Social, La Marina BJ – Les chiffres de la Direction générale du budget (DGB) révèlent une transformation radicale de la structure des dépenses publiques au Bénin. Entre la moyenne de la période 2008-2017 et les projections pour 2026, les investissements à sensibilité sociale ont été multipliés par près de cinq, faisant du social le véritable pivot de l’action gouvernementale.
Ce n’est plus seulement un slogan politique, c’est désormais une réalité comptable documentée. Selon les récentes données publiées par le ministère des Finances et analysées par le cabinet WE Connector, le budget consacré aux Dépenses à sensibilité sociale (DSS) s’apprête à franchir un nouveau palier historique. De 252,5 milliards de FCFA en moyenne annuelle entre 2008 et 2017, ces ressources atteindront 1 233,3 milliards de FCFA en 2026.

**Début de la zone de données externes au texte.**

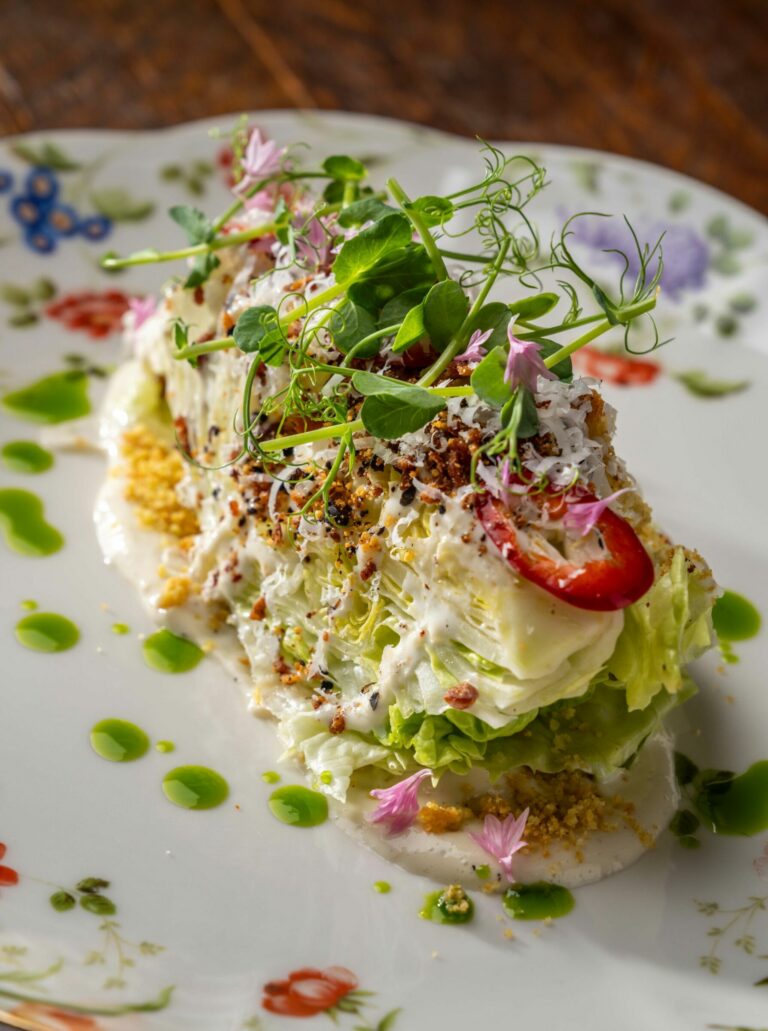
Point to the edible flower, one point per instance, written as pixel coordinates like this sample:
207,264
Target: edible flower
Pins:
525,364
398,805
501,838
142,308
475,352
261,160
582,516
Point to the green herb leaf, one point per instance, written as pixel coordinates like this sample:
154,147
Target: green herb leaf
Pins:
367,209
62,901
445,307
349,324
258,330
99,904
700,384
119,205
91,885
411,329
363,252
340,166
194,223
533,307
433,210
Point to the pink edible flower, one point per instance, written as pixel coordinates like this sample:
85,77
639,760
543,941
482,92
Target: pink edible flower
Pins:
582,516
262,159
525,364
398,805
475,352
501,838
142,307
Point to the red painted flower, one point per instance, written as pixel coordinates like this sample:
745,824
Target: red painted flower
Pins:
97,313
308,992
8,876
622,370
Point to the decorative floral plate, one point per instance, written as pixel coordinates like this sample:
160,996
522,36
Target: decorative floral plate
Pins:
119,910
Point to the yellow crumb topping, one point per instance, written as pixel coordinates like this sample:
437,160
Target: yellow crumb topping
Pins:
152,470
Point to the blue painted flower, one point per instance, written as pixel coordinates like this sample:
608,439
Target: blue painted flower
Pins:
686,254
42,186
95,227
40,238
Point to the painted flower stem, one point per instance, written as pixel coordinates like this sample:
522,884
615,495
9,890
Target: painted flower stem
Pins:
418,223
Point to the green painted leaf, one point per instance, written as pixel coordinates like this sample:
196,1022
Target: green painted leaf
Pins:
119,205
340,166
433,210
700,384
445,307
194,223
349,324
411,329
367,209
99,904
363,252
533,307
62,901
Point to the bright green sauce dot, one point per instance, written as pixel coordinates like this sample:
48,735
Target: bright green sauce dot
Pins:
170,654
451,905
733,804
298,806
735,618
23,523
53,399
46,632
195,788
119,741
538,901
26,456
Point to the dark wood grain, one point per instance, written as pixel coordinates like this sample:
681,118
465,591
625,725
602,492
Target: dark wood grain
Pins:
681,82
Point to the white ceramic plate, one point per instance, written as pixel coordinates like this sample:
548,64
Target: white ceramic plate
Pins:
220,903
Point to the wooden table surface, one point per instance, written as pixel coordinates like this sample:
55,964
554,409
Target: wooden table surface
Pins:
682,82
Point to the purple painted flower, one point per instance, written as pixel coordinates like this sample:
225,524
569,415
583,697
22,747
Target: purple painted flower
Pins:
142,308
475,352
686,253
502,838
525,364
582,516
398,805
262,159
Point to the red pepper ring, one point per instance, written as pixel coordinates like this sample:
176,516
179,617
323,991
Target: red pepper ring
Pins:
602,585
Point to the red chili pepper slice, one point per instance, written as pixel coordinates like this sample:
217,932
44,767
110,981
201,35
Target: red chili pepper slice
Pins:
601,585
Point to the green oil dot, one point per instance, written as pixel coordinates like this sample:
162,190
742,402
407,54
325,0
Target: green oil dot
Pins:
298,806
195,788
119,741
53,399
23,523
26,456
170,654
46,632
537,901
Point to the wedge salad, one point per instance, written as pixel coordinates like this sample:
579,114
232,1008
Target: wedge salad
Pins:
349,455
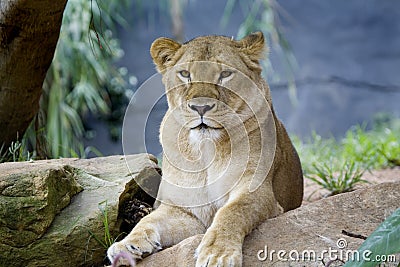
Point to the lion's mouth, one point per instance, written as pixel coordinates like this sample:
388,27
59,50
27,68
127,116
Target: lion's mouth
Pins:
203,126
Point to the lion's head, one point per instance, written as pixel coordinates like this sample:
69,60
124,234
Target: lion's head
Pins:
213,82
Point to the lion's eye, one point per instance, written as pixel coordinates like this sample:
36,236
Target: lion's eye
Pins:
184,74
225,74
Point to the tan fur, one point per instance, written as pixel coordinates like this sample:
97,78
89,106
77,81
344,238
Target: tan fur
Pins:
246,141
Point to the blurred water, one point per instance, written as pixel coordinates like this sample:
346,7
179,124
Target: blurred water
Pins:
348,55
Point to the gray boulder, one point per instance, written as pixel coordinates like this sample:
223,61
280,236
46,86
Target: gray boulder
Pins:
55,212
313,228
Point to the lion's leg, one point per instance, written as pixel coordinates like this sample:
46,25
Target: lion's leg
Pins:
166,226
222,243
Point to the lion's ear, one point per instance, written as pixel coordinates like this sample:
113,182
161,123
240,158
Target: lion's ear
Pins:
253,45
162,50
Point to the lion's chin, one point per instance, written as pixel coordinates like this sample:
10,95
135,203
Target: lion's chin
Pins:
202,127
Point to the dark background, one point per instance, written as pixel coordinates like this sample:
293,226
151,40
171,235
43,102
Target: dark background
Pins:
348,56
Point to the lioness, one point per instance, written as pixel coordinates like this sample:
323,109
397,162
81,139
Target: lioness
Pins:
228,162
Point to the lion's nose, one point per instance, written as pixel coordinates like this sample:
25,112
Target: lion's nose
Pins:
201,109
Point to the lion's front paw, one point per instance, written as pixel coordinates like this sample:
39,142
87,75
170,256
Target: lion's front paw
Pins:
218,251
137,244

Une accélération sans précédent
L’analyse de la trajectoire budgétaire montre un tournant décisif amorcé en 2017. Alors que les dépenses sociales stagnaient sous le quart du budget général durant la décennie précédente, elles ont entamé une ascension fulgurante. En 2024, pour la première fois, l’État a franchi le cap des 1 000 milliards de FCFA de réalisations sociales.
Cette progression n’est pas le fruit du hasard, mais d’une stratégie de « sanctuarisation » du capital humain. Éducation, santé, protection sociale et accès à l’eau potable : les domaines couverts par les DSS bénéficient désormais d’une priorité de financement qui résiste même aux chocs économiques mondiaux.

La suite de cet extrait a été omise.